= Keith Cosens =

Canadian politician

Keith Alan Cosens (July 7, 1932 – April 27, 1990) was a Canadian politician in Manitoba. He was a Progressive Conservative member of the Legislative Assembly of Manitoba from 1977 to 1981, and served as a cabinet minister in the government of Sterling Lyon.

Born in Teulon, Manitoba, Cosens was raised on the family farm near Argyle, was educated at Brant-Argyle School, Stonewall Collegiate and the University of Manitoba, taught school in Kelwood, Wawanesa and Rosser, and was vice-principal of Stonewall Collegiate in Stonewall, Manitoba before entering politics. In 1952, he married Marie Smith. He ‌was elected to the Manitoba legislature in the 1977 election, defeating New Democrat George Schreyer by 720 votes in the riding of Gimli. On October 24, 1977, he was named Minister of Education and Minister of Continuing Education and Manpower in Lyon's government. He was dropped from the latter position on April 1, 1978, but retained the former throughout Lyon's tenure as Premier.

In the provincial election of 1981, he lost to NDP candidate John Bucklaschuk by 730 votes. He did not seek a return to politics after this time.

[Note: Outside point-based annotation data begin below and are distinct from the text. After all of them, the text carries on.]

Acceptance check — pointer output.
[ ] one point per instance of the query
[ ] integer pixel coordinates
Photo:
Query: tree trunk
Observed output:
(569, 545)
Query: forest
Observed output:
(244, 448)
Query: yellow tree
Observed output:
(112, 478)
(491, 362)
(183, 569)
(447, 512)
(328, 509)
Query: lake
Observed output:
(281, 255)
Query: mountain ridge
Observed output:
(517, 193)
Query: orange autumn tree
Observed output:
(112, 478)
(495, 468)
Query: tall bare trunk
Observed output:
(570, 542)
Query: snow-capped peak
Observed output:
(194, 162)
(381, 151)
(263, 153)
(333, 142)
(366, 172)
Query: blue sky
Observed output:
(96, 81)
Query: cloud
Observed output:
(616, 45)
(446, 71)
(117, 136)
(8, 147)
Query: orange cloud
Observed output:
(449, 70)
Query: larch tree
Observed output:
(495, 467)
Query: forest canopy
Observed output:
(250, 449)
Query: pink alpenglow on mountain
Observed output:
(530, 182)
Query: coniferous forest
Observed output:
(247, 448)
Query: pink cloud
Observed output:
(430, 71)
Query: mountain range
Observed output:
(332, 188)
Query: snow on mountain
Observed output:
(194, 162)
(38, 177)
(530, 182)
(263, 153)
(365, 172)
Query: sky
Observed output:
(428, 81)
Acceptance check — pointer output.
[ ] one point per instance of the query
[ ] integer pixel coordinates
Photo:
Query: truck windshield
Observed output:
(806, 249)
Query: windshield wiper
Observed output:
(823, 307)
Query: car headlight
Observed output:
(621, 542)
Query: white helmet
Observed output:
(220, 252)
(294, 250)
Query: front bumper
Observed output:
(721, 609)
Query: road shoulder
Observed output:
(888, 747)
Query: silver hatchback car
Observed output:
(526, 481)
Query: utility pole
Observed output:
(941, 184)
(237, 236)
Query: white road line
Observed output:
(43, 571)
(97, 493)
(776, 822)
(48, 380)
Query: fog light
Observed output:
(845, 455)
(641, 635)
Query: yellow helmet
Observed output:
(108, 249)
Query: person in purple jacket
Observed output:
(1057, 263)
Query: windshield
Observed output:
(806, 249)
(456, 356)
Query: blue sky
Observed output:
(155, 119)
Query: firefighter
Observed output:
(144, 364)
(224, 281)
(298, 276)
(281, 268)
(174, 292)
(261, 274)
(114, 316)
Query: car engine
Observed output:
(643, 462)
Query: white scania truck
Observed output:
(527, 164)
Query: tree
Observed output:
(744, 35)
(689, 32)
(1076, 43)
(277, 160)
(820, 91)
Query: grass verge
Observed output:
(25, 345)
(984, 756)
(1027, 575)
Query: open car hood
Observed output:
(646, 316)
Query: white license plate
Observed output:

Cosens served as president of the Interlake Teachers’ Association and on the provincial executive of the Manitoba Teachers’ Society. After leaving politics, he was president of Northern Goose Processors in Teulon. He also served as executive director of the Progressive Conservative Party of Manitoba.

He died of cancer in Winnipeg at the age of 57.

A street in Stonewall, Manitoba has been named after him. The certificate Keith was given in 1977 to mark his position with the Manitoba Legislative Assembly as Minister of Education is on display in his hometown, Argyle, Manitoba at Settlers, Rails & Trails. He is noted as an important alumnus of the Brant-Argyle School at the museum.